What is Rate Limiting?
Rate limiting controls how many requests a client can make to your API within a specific time window. ASP.NET Core 7+ ships with built-in rate limiting middleware, so you don't need any third-party packages. It protects your API from abuse (DoS attacks), ensures fair usage among clients, controls infrastructure costs, and keeps the service stable under load.
Setup
using System.Threading.RateLimiting;
using Microsoft.AspNetCore.RateLimiting;
These two namespaces are essential. System.Threading.RateLimiting contains the core algorithms and options classes. Microsoft.AspNetCore.RateLimiting contains the middleware and the [EnableRateLimiting] / [DisableRateLimiting] attributes.

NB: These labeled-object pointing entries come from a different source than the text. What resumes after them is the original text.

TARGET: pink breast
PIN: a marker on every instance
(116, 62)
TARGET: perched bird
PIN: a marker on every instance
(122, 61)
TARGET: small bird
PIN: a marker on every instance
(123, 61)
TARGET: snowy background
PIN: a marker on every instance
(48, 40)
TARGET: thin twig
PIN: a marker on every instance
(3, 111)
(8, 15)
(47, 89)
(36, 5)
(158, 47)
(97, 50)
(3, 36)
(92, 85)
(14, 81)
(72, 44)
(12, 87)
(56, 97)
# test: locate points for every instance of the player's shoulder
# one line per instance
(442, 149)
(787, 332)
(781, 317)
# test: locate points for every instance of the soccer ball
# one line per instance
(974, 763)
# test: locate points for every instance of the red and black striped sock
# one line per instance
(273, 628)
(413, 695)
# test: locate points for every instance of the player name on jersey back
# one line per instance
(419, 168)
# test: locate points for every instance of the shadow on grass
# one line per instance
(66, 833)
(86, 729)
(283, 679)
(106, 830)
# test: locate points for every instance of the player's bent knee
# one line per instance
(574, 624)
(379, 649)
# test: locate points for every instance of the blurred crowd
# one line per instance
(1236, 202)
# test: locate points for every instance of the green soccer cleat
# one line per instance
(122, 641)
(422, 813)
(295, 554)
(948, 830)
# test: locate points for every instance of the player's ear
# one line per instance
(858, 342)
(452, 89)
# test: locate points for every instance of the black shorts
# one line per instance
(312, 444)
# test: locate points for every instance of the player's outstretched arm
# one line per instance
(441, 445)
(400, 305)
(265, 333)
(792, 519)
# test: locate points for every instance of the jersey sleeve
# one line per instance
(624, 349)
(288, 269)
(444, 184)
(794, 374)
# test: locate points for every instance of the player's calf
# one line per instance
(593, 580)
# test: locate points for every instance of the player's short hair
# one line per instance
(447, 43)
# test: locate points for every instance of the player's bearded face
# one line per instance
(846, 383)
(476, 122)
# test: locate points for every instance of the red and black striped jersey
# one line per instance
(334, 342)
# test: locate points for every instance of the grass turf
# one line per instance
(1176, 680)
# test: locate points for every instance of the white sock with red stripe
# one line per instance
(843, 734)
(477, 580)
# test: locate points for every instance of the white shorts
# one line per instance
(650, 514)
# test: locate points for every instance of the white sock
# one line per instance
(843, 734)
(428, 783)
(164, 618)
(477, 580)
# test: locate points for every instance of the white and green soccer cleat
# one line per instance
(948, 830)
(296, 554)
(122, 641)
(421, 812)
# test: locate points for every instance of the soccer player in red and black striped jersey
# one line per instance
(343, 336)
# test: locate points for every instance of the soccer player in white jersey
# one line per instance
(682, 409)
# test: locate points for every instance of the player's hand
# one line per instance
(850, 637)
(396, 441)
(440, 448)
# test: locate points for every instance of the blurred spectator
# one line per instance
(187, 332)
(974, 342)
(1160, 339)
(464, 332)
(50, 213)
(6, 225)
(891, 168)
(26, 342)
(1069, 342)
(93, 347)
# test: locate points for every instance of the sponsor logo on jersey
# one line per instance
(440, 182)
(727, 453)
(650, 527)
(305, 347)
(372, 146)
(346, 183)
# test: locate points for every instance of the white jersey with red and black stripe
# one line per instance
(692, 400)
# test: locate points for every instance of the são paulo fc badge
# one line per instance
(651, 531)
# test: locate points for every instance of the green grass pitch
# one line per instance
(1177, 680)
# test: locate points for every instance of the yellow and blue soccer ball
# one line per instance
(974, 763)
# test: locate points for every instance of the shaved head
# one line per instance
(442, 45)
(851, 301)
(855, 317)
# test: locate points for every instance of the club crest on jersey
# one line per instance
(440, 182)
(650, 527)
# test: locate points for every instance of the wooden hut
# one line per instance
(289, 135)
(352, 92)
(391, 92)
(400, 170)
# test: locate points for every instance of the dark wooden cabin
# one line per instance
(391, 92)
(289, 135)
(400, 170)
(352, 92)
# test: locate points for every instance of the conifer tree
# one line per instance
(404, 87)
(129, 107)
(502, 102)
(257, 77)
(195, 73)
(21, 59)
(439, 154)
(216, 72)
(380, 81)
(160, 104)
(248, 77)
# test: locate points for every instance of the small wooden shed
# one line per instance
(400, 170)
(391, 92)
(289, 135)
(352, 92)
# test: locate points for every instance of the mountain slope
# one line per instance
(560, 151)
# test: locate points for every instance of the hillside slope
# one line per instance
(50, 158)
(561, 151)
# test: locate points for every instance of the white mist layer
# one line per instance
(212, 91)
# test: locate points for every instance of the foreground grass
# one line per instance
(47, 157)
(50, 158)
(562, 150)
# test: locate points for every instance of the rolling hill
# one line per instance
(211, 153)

Registering the Middleware
builder.Services.AddRateLimiter(options => { ... });
This registers the rate limiter service with the DI container. Inside the lambda you define one or more policies — each policy is a named rule that you can apply to endpoints later.
app.UseRateLimiter();
This plugs the middleware into the pipeline. It must be called before app.MapControllers() so it intercepts requests before they reach your controllers.
Policy 1 — Fixed Window Limiter ("DefaultPolicy")
options.AddFixedWindowLimiter("DefaultPolicy", limiterOptions =>
{
limiterOptions.Window = TimeSpan.FromMinutes(1);
limiterOptions.PermitLimit = 100;
limiterOptions.QueueProcessingOrder = QueueProcessingOrder.OldestFirst;
limiterOptions.QueueLimit = 10;
});
The idea: Time is divided into fixed, non-overlapping windows (e.g. 0:00–1:00, 1:00–2:00, ...). Each window gets a fresh counter. The moment the window ends, the counter resets completely regardless of when requests arrived inside it.
Line by line:
-
Window = TimeSpan.FromMinutes(1)— each time window lasts 1 minute. When the minute ends, the counter resets to zero. -
PermitLimit = 100— at most 100 requests are allowed within each 1-minute window. Request #101 gets rejected with HTTP 429 Too Many Requests. -
QueueProcessingOrder = QueueProcessingOrder.OldestFirst— when the limit is hit, excess requests can be queued. This says: serve the oldest waiting request first (FIFO). The alternative isNewestFirst(LIFO). -
QueueLimit = 10— at most 10 requests can wait in the queue. If the queue is also full, the request is immediately rejected without waiting.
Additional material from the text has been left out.